Radical Mastectomy - This is an extensive surgery where the entire breast, axillary lymph nodes, and the pectoral (chest wall) muscles under the breast are removed. Less extensive surgery (such as modified radical mastectomy) has been found to be just as effective and is preferred over it. It is opted for large tumors that are growing into the pectoral muscles under the breast.
Modified Radical Mastectomy - This procedure requires removal of the entire breast, nipple, areola, and axillary lymph nodes but often leaves the chest wall intact.
In some women, mastectomy is accompanied by either an immediate or delayed breast reconstruction, using either breast implants or the patient's own tissue - usually from the lower abdomen.
The length of the operation depends on the type of surgery being done, varying from two to three hours. Hospital stay may be of 2-5 days.
One or more drains/tubes is put for 1 to 2 weeks, coming out from the breast or underarm area to remove blood and lymph fluid that collects during the healing process. Once the drainage has decreased to about 30 cc each day, the drain is removed.

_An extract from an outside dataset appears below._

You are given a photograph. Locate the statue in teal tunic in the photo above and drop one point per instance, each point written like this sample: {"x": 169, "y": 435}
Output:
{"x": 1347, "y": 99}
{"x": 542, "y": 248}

Movement of the arm soon after surgery is very important to avoid stiffness and to prevent lymphedema. The required exercises would be suggested at the hospital. There could be problems like pain, numbness, tingling, skin tightening, etc. in the chest and arm area, which shall gradually reduce with time.
Depending on the type of surgery, most women can resume their regular activities within 2 to 4 weeks.